What is ISIS-K? Islamic State affiliate group suspected in Kabul airport attack
Summary
The group has conducted a string of deadly attacks, primarily targeting members of Afghanistan’s Shiite Hazara minority. Here’s what you need to know.The group has conducted a string of deadly attacks, primarily targeting members of Afghanistan’s Shiite Hazara minority. Here’s what you need to know.
U.S. officials attributed attacks that killed more than 100 people at the Kabul airport, and an assault by gunmen, to Islamic State’s regional affiliate. The Taliban, who seized Kabul on Aug. 15, are a sworn enemy of Islamic State, and shot dead one of the group’s top leaders in Afghanistan hours after taking over the Kabul prison where he was held. Here’s a look at ISIS-K.
What is ISIS-K?
ISIS-K is an Afghanistan-based offshoot of Islamic State, the Islamist extremist group that established what it called a caliphate in Syria and Iraq in 2014 and has carried out terrorist attacks in countries around the world. The K in ISIS-K refers to Khorasan, the province in eastern Afghanistan where the group has its headquarters.
Founded in 2015, ISIS-K’s core membership includes disgruntled members of the Afghan Taliban and its Pakistani counterpart, the TTP. According to analysts who track the movement, ISIS-K has also recruited heavily in Pakistani mosques and madrasas. The group has conducted a string of deadly attacks in Kabul, primarily targeting members of Afghanistan’s Shiite Hazara minority. Such attacks include, according to the U.S., an assault by gunmen on a maternity ward in Kabul in 2020, which killed 24 people, mostly women and children.

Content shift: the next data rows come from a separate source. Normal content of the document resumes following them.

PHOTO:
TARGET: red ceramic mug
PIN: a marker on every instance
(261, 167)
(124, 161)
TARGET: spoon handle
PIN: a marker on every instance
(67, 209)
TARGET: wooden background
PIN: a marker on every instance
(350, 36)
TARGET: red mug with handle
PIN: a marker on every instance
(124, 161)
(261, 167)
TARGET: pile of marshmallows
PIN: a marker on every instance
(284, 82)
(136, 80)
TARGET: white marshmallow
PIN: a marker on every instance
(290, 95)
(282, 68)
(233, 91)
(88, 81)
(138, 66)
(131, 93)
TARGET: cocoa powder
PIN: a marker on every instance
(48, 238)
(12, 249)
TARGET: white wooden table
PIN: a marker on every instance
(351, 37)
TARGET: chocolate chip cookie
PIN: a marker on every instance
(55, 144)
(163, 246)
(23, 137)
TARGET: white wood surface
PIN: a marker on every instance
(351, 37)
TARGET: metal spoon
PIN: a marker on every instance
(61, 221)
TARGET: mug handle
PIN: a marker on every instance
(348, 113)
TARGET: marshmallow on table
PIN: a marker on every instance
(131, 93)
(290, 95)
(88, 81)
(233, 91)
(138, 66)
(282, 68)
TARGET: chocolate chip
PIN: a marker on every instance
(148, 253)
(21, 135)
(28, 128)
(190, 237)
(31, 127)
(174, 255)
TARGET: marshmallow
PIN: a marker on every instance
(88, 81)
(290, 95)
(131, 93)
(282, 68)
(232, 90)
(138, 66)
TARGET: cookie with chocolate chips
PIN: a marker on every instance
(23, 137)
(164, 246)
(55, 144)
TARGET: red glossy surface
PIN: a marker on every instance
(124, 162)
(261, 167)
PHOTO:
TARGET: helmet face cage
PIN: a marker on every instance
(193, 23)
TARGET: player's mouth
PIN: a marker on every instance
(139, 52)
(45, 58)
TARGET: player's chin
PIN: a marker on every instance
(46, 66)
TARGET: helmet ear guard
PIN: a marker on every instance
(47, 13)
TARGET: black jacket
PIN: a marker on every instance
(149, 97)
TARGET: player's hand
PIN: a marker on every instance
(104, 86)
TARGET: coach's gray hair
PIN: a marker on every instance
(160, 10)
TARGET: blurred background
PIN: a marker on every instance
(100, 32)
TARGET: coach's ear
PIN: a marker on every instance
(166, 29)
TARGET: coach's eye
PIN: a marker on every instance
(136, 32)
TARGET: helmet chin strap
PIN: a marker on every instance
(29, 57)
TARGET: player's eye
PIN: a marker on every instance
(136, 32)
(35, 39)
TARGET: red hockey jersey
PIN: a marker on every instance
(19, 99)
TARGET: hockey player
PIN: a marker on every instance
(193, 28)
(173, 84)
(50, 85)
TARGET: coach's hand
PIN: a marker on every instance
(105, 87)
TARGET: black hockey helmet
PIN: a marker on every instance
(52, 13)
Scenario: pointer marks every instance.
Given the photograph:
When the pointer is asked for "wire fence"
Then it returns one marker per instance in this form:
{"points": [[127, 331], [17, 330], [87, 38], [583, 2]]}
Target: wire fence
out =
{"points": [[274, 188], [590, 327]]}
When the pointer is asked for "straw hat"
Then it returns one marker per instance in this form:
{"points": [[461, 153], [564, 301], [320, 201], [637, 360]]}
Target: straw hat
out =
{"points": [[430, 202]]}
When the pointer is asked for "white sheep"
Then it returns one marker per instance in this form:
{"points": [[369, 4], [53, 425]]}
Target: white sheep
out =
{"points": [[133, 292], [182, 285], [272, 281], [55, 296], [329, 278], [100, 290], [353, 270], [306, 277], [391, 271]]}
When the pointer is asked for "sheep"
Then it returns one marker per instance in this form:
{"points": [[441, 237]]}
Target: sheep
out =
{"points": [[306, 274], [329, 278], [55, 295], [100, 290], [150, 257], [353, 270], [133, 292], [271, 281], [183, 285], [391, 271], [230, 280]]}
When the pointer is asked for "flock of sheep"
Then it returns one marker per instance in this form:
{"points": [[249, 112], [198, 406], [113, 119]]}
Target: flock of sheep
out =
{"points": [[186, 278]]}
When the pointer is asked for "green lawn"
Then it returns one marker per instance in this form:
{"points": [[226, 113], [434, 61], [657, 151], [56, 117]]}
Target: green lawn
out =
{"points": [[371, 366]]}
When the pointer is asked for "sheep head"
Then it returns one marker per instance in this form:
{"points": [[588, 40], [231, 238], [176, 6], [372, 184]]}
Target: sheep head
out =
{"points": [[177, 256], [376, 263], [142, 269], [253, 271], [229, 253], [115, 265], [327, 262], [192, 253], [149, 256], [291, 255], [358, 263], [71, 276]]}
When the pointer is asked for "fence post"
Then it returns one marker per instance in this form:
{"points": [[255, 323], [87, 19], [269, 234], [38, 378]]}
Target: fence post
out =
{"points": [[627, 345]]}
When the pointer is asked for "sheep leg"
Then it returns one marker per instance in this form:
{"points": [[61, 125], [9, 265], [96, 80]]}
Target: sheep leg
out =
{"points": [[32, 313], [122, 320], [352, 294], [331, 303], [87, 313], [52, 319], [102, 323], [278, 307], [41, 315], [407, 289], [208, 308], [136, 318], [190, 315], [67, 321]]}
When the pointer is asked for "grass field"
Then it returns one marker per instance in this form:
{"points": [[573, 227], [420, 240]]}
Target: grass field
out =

In 2017, President Trump ordered the U.S. military to drop the largest conventional bomb in the American arsenal, the GBU-43/B, also known as “the mother of all bombs," on caves used by ISIS-K in eastern Afghanistan.
At the height of its strength, the group was believed by U.S. officials to number 2-3,000 fighters, but likely commands many fewer today.
Who leads ISIS-K?
The group has had seven leaders during its six years in existence. A number were killed by U.S. airstrikes. The group’s first leader, Hafiz Saeed Khan, a former member of the Pakistani Taliban, was killed in a U.S. airstrike in 2016. Another former leader, known as Omar Khorasani, who was detained in an Afghan government prison, was executed by the Taliban last week after they took control of Kabul. The current leader, Shahab al-Muhajir, has headed the group since his predecessor was arrested in April 2020.
What is ISIS-K’s relationship with the Taliban and other Islamist groups?
Officially, the Taliban and Islamic State are enemies. The Taliban killed ISIS-K leaders in Afghan jails after they seized control last week. Islamic State also denounced the Taliban conquest of Afghanistan on Aug. 15.
Some intelligence analysts, however, point to links between ISIS-K and the Taliban’s most radical and violent wing, the Haqqani network.
Afghan security officials have for years accused the Haqqani network of providing Islamic State technical expertise and access to criminal networks in areas of Kabul to facilitate ISIS-K attacks. ISIS-K leadership has also in the past counted several former members of the Haqqani network, as well as al Qaeda.
The Taliban, rooted in Afghan village culture, draw support from Afghan rural communities and generally find Islamic State’s methods too extreme and violent. The Taliban condemned the Aug. 26 attack on Kabul airport, which the U.S. blamed on ISIS-K.
Islamic State aims to establish a transnational caliphate, while the Taliban’s ambitions mostly concern Afghanistan.
What has the U.S. government said about ISIS-K?
Ever since the militant group’s formation in 2015, the U.S. has pummeled it with airstrikes in the Tora Bora mountains, which over a decade earlier had been a hideout of al Qaeda leader Osama bin Laden.
The U.S. has identified the group as a major threat to Afghan civilian lives. As efforts to airlift citizens out of Afghanistan got under way, U.S. officials said there was an imminent and growing terror threat from ISIS-K against the Kabul airport.
“Every day we’re on the ground is another day we know that ISIS-K is seeking to target the airport and attack both U.S. and allied forces and innocent civilians," President Biden said on Aug. 24.
On Thursday, in the hours leading up to the twin blasts at the airport, U.S. and European governments continued to warn about the possibility of an ISIS-K attack, telling their citizens to stay away from the airport.